Mr Dyke feels strongly that decisions at the BBC have to be taken at the programme-making level. This should mean returning more power to the programme-makers. Sir John Birt always promised he would do this, but instead he put in place a large bureaucracy.
A direct consequence of Mr Dyke's likely reforms will be to strip out the large corporate centre and policy department. These middle managers were brought in by Sir John on the advice of the management consultants McKinsey and they eat up pounds 60m a year of licence-payers' money.
Morale will be boosted if programme-makers get more power after years of cost-cutting and casualisation.
However, much of what Sir John has done has been necessary, and Mr Dyke will not turn Broadcasting House back into a senior common room where programme-makers do not need to care about what audiences want.
The kinds of programmes made by the BBC are unlikely to change radically. Mr Dyke has told the governors he will continue the BBC's traditional balancing act. The corporation needs to uphold its public service remit while trying to reach as much of the audience as possible with some populist output.
One of those likely to do well under Mr Dyke is the director of television, Alan Yentob. The two men have met in recent weeks to discuss how they might run the corporation together as a "dream team".

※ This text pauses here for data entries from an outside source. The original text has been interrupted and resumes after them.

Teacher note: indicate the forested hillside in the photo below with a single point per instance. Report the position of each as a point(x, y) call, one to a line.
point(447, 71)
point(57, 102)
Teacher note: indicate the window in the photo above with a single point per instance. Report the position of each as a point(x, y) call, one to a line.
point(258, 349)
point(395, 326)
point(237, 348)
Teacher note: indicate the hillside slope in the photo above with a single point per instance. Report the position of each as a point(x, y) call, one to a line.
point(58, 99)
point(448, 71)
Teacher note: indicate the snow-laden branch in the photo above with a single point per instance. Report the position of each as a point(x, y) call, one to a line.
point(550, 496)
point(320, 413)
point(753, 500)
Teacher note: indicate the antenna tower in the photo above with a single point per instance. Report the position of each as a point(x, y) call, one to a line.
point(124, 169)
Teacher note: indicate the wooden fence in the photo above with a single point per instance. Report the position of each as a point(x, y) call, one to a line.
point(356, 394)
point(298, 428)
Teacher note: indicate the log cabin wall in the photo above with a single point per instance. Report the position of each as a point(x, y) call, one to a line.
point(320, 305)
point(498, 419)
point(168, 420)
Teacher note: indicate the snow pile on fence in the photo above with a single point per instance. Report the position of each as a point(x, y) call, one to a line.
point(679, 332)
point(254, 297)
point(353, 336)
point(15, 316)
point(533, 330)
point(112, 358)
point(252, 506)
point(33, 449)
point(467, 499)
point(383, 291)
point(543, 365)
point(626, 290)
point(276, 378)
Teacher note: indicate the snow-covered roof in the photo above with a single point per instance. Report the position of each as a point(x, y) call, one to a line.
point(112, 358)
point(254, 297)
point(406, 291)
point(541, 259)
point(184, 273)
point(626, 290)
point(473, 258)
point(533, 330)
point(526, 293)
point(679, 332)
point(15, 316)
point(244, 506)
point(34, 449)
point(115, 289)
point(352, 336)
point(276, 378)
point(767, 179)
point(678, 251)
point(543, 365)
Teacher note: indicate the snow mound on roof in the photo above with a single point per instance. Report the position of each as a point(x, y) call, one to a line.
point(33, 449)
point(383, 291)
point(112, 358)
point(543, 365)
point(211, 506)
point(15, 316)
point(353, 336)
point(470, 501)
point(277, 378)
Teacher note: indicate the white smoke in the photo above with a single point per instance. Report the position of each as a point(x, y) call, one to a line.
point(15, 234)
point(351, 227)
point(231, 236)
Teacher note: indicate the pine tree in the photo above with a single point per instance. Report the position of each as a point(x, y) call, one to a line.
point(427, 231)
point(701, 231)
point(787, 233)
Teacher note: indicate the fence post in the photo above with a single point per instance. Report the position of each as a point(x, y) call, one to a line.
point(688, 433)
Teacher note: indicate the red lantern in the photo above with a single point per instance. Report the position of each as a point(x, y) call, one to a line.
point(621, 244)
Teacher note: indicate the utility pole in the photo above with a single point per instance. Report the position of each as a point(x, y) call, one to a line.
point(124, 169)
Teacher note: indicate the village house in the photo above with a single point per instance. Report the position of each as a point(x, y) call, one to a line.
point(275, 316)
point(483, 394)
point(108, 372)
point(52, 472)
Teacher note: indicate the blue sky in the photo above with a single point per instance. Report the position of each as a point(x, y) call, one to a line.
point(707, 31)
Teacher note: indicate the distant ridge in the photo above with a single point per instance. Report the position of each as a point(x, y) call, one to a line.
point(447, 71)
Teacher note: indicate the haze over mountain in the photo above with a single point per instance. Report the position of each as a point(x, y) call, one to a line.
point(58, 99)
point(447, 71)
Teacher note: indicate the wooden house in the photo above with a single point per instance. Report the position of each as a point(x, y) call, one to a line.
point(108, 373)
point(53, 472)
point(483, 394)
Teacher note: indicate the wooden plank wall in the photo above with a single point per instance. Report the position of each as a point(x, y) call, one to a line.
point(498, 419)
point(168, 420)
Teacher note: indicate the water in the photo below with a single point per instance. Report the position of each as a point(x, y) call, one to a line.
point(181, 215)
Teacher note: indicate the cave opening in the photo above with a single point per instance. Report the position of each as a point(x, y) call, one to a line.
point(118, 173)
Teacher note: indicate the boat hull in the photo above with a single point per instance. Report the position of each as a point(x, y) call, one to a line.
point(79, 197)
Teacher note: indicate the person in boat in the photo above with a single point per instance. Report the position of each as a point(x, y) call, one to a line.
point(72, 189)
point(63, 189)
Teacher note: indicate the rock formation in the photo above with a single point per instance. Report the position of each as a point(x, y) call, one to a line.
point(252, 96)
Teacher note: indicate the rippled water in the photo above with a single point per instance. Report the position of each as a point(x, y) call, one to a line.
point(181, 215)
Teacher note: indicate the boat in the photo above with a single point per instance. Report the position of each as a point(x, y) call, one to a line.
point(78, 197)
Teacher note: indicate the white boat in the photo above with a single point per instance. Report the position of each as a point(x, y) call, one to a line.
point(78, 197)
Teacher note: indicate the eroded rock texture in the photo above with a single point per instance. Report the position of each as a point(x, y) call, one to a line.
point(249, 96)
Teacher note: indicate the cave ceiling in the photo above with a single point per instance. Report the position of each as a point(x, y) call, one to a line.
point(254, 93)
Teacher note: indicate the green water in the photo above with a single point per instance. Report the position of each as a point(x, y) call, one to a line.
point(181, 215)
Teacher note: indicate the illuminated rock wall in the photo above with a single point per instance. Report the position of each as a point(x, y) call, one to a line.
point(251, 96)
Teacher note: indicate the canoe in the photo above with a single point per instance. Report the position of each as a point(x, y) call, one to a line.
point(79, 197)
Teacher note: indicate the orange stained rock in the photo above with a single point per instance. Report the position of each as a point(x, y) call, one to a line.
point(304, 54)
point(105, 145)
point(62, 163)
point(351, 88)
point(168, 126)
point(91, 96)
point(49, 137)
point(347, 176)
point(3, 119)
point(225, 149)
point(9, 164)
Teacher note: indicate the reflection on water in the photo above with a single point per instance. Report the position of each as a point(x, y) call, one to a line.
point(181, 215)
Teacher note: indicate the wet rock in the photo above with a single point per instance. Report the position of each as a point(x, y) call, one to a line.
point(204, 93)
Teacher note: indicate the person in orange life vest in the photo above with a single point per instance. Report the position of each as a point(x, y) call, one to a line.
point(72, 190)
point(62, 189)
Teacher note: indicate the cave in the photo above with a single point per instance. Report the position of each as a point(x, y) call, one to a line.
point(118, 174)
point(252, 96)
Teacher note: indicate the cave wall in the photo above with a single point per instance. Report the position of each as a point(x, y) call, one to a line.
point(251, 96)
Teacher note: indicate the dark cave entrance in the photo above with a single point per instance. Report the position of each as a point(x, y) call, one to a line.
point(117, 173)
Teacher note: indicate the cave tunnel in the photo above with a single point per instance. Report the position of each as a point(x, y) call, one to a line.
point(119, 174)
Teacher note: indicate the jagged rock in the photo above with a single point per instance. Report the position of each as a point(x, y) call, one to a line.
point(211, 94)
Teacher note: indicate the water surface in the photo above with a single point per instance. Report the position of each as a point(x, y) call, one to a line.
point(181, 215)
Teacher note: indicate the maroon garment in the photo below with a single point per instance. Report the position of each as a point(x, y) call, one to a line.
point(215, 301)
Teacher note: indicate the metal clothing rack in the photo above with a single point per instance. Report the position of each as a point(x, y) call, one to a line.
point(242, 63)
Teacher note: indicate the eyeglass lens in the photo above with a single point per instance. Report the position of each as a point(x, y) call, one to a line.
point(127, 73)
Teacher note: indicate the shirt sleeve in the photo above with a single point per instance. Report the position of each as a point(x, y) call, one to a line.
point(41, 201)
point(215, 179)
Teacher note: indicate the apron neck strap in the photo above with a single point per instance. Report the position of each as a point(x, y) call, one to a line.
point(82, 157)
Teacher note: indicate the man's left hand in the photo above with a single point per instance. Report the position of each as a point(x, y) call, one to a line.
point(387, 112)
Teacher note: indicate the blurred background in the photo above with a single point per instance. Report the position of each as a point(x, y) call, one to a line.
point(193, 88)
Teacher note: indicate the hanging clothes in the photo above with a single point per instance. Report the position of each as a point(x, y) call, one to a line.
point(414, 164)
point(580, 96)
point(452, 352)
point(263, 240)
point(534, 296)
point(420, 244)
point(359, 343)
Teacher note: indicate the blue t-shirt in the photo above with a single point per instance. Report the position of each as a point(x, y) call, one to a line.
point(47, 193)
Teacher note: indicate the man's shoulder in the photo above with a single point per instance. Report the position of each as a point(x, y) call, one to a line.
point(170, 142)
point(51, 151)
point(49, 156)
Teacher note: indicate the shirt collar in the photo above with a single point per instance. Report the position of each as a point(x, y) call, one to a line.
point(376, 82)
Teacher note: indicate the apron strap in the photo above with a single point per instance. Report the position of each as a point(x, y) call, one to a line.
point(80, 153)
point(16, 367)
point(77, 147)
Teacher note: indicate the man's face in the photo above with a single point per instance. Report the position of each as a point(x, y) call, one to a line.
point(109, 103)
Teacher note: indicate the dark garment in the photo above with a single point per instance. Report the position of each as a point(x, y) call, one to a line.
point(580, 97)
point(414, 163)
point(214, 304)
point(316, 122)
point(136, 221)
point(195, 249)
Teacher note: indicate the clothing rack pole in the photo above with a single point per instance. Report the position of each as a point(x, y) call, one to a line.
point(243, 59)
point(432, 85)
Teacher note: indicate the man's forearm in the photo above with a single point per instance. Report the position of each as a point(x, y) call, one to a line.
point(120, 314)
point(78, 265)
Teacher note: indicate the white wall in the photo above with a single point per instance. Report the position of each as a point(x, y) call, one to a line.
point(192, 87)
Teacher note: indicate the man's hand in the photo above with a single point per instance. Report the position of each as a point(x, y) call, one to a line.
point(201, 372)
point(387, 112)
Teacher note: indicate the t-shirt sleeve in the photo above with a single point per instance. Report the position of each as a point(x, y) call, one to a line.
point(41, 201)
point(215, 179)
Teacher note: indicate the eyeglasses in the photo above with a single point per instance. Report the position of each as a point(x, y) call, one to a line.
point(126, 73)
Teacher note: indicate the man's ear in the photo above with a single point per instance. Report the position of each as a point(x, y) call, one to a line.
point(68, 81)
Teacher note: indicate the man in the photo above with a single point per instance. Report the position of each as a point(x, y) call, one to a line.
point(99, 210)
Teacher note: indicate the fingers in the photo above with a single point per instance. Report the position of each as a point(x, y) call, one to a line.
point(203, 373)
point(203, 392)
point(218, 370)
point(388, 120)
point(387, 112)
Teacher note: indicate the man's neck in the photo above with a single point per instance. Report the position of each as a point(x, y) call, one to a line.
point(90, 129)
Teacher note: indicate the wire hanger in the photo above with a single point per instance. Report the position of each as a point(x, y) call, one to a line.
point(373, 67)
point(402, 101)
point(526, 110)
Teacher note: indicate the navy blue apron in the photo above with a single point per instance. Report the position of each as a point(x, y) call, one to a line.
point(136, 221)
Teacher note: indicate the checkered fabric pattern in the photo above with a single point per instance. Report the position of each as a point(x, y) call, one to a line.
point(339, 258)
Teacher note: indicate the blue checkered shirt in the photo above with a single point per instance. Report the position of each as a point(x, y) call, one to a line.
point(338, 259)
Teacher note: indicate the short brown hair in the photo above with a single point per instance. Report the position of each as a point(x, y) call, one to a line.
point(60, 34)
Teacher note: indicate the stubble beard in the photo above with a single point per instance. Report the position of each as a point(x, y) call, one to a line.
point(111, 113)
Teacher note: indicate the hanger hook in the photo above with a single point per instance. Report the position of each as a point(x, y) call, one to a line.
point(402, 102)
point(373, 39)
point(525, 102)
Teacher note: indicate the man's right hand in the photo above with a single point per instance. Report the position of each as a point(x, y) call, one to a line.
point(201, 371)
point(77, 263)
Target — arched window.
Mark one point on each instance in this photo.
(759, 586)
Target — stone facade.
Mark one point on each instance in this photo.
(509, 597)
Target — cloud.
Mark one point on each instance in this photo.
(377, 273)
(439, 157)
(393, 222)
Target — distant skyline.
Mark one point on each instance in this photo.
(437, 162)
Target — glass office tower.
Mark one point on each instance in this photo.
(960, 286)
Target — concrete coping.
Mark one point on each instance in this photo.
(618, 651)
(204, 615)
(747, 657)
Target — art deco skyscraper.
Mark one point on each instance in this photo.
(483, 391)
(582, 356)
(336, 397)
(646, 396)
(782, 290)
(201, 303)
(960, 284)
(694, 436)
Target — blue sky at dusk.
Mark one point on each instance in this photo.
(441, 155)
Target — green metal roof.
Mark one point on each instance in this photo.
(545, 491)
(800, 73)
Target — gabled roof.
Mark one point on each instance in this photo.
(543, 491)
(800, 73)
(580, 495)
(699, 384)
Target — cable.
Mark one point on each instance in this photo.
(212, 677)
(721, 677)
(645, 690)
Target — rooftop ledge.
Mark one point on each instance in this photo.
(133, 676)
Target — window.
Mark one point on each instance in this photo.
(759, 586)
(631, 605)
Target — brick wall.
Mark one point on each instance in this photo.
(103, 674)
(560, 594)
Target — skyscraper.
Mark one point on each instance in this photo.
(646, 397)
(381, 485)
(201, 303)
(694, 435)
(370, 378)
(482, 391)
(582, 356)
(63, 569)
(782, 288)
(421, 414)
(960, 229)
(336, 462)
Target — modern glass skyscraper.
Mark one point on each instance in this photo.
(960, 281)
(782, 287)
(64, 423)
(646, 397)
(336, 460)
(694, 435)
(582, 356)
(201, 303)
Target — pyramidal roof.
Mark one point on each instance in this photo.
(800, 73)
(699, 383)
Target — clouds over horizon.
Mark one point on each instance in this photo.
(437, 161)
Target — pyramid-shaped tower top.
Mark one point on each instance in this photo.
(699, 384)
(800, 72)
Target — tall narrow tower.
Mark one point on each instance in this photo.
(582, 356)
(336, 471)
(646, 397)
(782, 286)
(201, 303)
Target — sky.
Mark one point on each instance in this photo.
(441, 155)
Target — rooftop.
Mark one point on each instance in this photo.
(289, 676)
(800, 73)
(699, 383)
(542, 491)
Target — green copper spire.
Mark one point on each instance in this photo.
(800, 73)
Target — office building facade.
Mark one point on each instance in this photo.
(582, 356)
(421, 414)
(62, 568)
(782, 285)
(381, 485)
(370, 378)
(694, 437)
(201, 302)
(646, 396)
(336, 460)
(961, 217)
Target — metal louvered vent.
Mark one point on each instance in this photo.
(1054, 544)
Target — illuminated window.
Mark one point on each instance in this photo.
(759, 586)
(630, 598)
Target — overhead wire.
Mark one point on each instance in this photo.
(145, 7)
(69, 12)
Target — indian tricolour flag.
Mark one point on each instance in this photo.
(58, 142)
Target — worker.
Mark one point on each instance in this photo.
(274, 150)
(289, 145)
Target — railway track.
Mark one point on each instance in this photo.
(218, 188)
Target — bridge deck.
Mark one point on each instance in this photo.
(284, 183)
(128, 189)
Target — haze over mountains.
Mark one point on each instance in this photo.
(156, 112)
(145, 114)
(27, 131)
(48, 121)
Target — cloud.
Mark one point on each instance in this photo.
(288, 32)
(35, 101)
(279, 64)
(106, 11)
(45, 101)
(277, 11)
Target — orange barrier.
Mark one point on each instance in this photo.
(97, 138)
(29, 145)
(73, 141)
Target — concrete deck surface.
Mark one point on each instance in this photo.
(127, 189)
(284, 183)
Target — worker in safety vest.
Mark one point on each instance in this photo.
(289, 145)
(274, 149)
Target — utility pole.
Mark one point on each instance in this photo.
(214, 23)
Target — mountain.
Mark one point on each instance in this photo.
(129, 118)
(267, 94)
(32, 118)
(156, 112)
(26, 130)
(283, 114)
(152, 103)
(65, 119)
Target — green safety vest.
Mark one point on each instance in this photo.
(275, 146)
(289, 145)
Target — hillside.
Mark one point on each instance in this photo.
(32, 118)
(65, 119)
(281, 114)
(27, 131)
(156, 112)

"Greg is a great boss and a strategist while Alan has the creative skills and inside knowledge of how the BBC works," said a BBC executive. Mr Yentob was a finalist in the race to be DG but, say insiders, was considered to be too disorganised to take on the top job.
Much also hangs on how well Mr Dyke will work with his former closest rival for the DG job - the television news boss Tony Hall. Mr Dyke, like Mr Hall, is a news man and will take a close interest in how the news empire is run.
Other BBC bosses, though, will be less sure of their future. Insiders say a breed of "Young Turks", who have done well under Sir John, will have to prove themselves again.
They point to Matthew Bannister, head of BBC Production, who has risen to one of the top jobs in television despite his broadcasting experience being almost exclusively in radio.
Mark Byford, the new head of the World Service, has also shot up through the ranks, spurred on by unfettered enthusiasm for Birtist reforms.
Former colleagues of Mr Dyke say he is likely to respect people like himself who have grassroots journalistic and programme experience. That approach could benefit the third "Young Turk", Mark Thompson, who has risen fast to become boss of the BBC regions.